\name{Jmulti}
\alias{Jmulti}
\title{
  Marked J Function
}
\description{
  For a marked point pattern, 
  estimate the multitype \eqn{J} function
  summarising dependence between the
  points in subset \code{I}
  and those in subset \eqn{J}.
}
\usage{
  Jmulti(X, I, J, eps=NULL, r=NULL, breaks=NULL, \dots, disjoint=NULL,
         correction=NULL)
}
\arguments{
  \item{X}{The observed point pattern, 
    from which an estimate of the multitype distance distribution function
    \eqn{J_{IJ}(r)}{JIJ(r)} will be computed.
    It must be a marked point pattern.
    See under Details.
  }
  \item{I}{Subset of points of \code{X} from which distances are
    measured. 
  }
  \item{J}{Subset of points in \code{X} to which distances are measured.
  }
  \item{eps}{A positive number.
    The pixel resolution of the discrete approximation to Euclidean
    distance (see \code{\link{Jest}}).
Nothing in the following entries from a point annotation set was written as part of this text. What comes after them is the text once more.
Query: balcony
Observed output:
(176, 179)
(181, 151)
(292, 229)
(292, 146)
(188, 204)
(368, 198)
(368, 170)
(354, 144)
There is a sensible default.
  }
  \item{r}{numeric vector. The values of the argument \eqn{r}
    at which the distribution function
    \eqn{J_{IJ}(r)}{JIJ(r)} should be evaluated.
    There is a sensible default.
    First-time users are strongly advised not to specify this argument.
    See below for important conditions on \eqn{r}.
  }
  \item{breaks}{An alternative to the argument \code{r}.
    Not normally invoked by the user. See the \bold{Details} section.
  }
  \item{\dots}{Ignored.}
  \item{disjoint}{Optional flag indicating whether
    the subsets \code{I} and \code{J} are disjoint.
    If missing, this value will be computed by inspecting the
    vectors \code{I} and \code{J}.
  }
  \item{correction}{
    Optional. Character string specifying the edge correction(s)
    to be used. Options are \code{"none"}, \code{"rs"}, \code{"km"},
    \code{"Hanisch"} and \code{"best"}.
  }
}
\value{
  An object of class \code{"fv"} (see \code{\link{fv.object}}).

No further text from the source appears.